Detroit's bouncing back

People are returning to the Motor City in droves as it reinvents itself as a hotchpotch of arts, culture, restaurants, newly thriving inner city, and affordable place to build a life and a career.

Urban center of Detroit is being transformed in line with the iconic city's architectural heritage.

Detroit filed for bankruptcy almost four years ago and at the time it seemed the city was in a pit of despair from which it would find it impossible to recover.

But the intervening years have actually been better for the Motor City than could have been anticipated in 2013 when it became the largest municipal bankruptcy filing in history.

Residential occupancy rates in the greater downtown area hit 98% last year and accommodation is increasingly hard to find, in stark contrast to the dangerous ghost town the city center used to be.

In January, PRWeek spoke to Jim Ketai, CEO of Bedrock, the real-estate company he formed with chairman and founder of Quicken Loans and Rock Ventures Dan Gilbert. It has helped revitalize the urban center of Detroit through the purchase of 97 buildings in six years, all of which have been renovated in a spirit that respects their history and architectural heritage.

Furthermore, the Q Line streetcar service opened two weeks ago to increase affordable and convenient access to downtown. It is free to ride until July, starting at Congress Street and running 3.3 miles down Woodward through West Grand Boulevard.

The arts, culture, and food scenes are booming, with many high-profile media outlets picking up on the trend, including The New York Times a couple of weeks ago.

Anecdotally, many native Detroiters are returning home from more expensive cities such as New York and San Francisco, though it’s too early for that trend to show up in official population statistics.

After I wrote that first blog I was lucky enough to visit Detroit twice, in 2014 and 2015, for the North American International Auto Show, an event woven into the fabric of the city’s history as the center of U.S. auto manufacturing.

On Monday, I had the chance to visit Detroit again, this time for The Lagrant Foundation’s 19th scholarship and donor recognition reception, which was held at the General Motors Heritage Center in Sterling Heights.

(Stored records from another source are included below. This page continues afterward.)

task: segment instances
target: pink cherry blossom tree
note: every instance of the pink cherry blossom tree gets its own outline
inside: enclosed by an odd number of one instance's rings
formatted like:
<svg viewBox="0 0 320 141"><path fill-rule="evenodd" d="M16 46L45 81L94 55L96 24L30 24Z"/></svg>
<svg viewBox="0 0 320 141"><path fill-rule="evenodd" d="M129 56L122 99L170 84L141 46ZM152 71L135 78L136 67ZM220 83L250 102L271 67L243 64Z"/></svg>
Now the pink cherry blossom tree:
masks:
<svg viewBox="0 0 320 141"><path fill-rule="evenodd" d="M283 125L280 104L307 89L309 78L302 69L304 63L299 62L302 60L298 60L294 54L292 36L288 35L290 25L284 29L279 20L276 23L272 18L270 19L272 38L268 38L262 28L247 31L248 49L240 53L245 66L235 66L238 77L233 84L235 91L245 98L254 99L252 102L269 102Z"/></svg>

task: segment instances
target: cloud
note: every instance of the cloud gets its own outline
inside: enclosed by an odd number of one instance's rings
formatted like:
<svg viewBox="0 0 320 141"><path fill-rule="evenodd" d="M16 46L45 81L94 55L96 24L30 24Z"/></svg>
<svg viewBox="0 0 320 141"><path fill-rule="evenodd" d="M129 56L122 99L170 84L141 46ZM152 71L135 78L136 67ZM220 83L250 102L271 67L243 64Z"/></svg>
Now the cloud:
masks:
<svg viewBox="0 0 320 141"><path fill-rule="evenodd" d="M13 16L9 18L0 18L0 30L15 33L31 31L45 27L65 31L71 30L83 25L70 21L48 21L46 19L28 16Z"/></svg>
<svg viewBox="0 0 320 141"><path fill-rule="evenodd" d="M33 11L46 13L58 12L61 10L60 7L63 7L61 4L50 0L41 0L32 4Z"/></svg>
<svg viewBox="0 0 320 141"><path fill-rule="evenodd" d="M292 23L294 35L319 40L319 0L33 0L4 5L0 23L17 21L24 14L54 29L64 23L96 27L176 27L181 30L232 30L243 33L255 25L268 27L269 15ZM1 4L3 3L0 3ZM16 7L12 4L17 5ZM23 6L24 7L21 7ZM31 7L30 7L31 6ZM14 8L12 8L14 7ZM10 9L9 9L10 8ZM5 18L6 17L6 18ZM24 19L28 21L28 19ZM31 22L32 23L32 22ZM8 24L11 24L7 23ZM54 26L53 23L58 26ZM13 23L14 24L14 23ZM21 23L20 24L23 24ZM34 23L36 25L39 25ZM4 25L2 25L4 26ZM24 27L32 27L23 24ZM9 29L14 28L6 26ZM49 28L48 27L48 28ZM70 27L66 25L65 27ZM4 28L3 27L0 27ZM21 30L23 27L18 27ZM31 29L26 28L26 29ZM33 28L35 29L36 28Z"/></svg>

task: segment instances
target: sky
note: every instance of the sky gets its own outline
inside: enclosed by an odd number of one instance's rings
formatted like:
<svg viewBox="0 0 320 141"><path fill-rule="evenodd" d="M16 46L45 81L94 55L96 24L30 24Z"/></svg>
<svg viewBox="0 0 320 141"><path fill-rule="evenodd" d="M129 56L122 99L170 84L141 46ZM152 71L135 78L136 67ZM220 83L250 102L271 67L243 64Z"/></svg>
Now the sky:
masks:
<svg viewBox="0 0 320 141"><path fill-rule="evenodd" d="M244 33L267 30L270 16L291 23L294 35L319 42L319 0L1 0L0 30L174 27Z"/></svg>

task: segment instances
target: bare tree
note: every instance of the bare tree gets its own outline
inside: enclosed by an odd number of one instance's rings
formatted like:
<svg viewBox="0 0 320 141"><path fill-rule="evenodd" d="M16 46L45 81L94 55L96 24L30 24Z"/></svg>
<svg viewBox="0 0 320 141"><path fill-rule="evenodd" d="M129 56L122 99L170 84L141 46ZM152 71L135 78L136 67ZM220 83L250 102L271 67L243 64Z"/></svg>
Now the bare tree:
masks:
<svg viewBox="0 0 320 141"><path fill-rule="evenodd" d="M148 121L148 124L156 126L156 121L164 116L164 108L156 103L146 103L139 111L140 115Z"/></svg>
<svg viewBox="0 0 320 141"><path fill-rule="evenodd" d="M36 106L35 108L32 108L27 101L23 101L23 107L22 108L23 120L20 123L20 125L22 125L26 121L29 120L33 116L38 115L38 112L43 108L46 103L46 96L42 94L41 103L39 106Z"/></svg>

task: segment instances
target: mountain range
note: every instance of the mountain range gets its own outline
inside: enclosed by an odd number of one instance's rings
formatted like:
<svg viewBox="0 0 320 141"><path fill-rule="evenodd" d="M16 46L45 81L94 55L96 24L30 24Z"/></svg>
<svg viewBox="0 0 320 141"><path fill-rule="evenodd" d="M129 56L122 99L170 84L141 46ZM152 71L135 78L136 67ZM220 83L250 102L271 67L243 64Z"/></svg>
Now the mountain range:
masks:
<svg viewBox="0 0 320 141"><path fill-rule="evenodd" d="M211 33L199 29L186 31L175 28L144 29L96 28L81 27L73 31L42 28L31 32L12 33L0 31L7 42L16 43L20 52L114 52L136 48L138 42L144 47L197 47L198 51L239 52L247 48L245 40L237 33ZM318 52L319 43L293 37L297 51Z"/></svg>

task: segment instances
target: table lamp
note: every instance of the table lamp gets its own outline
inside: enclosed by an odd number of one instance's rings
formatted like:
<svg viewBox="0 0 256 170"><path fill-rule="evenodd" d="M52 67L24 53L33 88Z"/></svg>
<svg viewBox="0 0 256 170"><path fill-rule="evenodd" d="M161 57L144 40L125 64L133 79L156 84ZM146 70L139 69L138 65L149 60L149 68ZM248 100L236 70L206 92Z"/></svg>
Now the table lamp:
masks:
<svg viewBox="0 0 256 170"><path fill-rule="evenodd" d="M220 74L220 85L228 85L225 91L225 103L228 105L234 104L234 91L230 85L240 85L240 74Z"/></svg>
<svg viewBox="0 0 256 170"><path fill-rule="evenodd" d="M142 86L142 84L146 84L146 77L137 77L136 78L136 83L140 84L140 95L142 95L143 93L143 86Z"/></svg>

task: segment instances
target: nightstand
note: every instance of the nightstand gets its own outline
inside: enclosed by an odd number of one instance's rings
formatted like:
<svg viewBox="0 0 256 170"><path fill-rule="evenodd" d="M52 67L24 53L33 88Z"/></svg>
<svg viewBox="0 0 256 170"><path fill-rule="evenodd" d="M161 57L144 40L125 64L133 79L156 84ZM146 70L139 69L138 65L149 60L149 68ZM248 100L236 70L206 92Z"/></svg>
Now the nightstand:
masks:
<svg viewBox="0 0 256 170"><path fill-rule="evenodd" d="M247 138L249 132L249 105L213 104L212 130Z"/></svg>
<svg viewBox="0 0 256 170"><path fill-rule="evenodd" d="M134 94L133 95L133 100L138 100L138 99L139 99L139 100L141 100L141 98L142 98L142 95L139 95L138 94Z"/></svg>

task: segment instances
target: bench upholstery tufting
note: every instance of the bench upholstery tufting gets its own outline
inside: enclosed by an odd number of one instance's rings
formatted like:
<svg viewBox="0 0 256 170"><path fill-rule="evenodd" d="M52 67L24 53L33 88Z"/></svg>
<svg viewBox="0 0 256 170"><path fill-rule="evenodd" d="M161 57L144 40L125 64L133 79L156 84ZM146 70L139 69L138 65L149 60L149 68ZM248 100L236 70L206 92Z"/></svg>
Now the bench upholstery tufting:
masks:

The center is home to 400 classic GM cars, of which 200 are on display on rotation at any given time. It’s an auto junkie’s heaven with vintage Cadillacs, Buicks, Oldsmobiles, Chevys bumper to bumper with concept and racecars and much much more.

The metaphor of the spirit of regeneration and renewal of an old industry with fresh blood represented by Kim Hunter’s inspirational organization, which handed out $150,000 in scholarships to 50 ethnic minority students in advertising, marketing, and PR, dovetailed nicely with what is happening in wider Detroit.

The global automotive sector has enjoyed seven years of relative prosperity, with sales hitting a record 88 million in 2016, up 4.8% on the prior 12 months and profit margins at a 10-year high.

But 2017 is set to be a softer year, and a perceived lack of innovation, poor return on invested capital, and slow progress toward self-driving and autonomous vehicles all contributed to Ford saying goodbye to CEO Mark Fields and long-time CCO Ray Day on Monday morning.

Ford’s share price plummeted 40% since Fields took over from Alan Mulally, who had navigated the iconic automaker through the recession that led others into bankruptcy and federal bailout, with Day at his side.

Day’s 28-year tenure at Ford included leading comms for three different CEOs and he ultimately paid the price many CCOs have similarly done in the past when the top executive departs. He is still a relatively young guy and I am sure he will reappear soon in some form or fashion – this is one famously hard-working exec that is certainly not ready to retire just yet.

What’s happening at Ford is just one indication that the automotive industry is set to change more in the next five years than it has in the last 50 – Detroit is mirroring that transformation as it too reshapes itself for the 21st century.

Clearly there is still a very long way to go in the resurgence of one of America’s iconic cities, but it is great to see the progress being made and optimism on display. I look forward to following this evolution in many further visits in the future.